Lustgarten
In the two decades I have lived in Berlin, one of the few places that has held an unusually magical vibe and meaning for me is the immediate area around the Berliner Dom, that monumental cathedral on the Museumsinsel in the heart of the city. Its voluptuous neo-baroque appearance contrasted sharply with the socialist architecture of nearby Alexanderplatz with its iconic TV-tower punctuating the skyline, especially during the years when the brown, glass-clad, monster of the Palace of the Republic still cast its shadow over the area. The church overlooks the geometric Lustgarten park stretching toward the column-lined, Roman temple like, Altes Museum. The atmosphere has always seemed strangely out of place to me. Like fragments of imagined cities thrown together into one almost dreamlike landscape.
A particularly unforgettable moment tied to this place was one July afternoon in 2002. The weather was unusually bad for mid-July, with occasional rain showers and gusty wind. My girlfriend, a handful of old friends, and I sat on the grassy area north of the cathedral with a hundred or so others, drinking beer, smoking cigarettes, and listening to the concert of French electronica/dream-pop duo Air, from afar, the music drifting across the park from the Museumsinsel Festival just a few hundred meters away. Their music had played a crucial role in all of our late coming-of-age. I recall letting myself get caught in a gripping swell of Air's ethereal soundscape, the music building tension in complete synchronicity with the increasingly violent bursts of wind tearing through the chestnut trees, swaying them in a dance to the beats, carrying hundreds of leaves into the sky and sending them spiraling around the oxidized copper tips of the cathedral's towers. The harmony between the elements felt so perfectly choreographed that people in the little park began clapping and raising their voices in spontaneous joy.
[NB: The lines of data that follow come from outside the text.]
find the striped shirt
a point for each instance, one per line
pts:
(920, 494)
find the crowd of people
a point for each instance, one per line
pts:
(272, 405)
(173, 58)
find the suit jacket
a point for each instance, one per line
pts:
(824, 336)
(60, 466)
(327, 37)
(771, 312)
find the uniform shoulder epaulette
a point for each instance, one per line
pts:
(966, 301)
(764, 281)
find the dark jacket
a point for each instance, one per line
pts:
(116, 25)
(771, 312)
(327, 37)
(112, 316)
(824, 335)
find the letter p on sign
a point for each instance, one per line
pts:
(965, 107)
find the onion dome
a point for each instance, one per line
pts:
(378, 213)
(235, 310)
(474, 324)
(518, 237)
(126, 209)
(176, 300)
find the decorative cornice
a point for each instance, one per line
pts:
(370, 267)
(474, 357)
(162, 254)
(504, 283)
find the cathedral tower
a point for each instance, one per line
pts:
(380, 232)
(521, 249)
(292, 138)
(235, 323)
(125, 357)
Several years later, on a late summer evening, crossing the Lustgarten with my iPod on, emotionally shaken and lost in anxious thought after the end of a five-year relationship, insecure and afraid of what lay ahead, I found myself suddenly transported back to that moment. The gritty big-band horn hook of The Prodigy's "Stand Up" faded into my consciousness when something in the sky caught my eye. Above the cathedral that was glowing in the evening light, an enormous flock of thousands of birds was murmurating. Just as the track's breakbeat and fuzzy bassline kicked in, building toward the first drop, the fluid mass of birds shape-shifted into a tongue-like wave painting a black-speckled upward spiral into the orange sky. The convergence of image, sound, and my own emotional state hit me with such force that tears sprang to my eyes and I had to sit down. It was a moment of simultaneous grief and breathtaking joy, instantly resonating with that afternoon with Air years earlier, and I lay down on a stone bench and kept watching the birds, the track on loop, for I don't know how long, crying, desperately trying to hold on to the moment for as long as possible.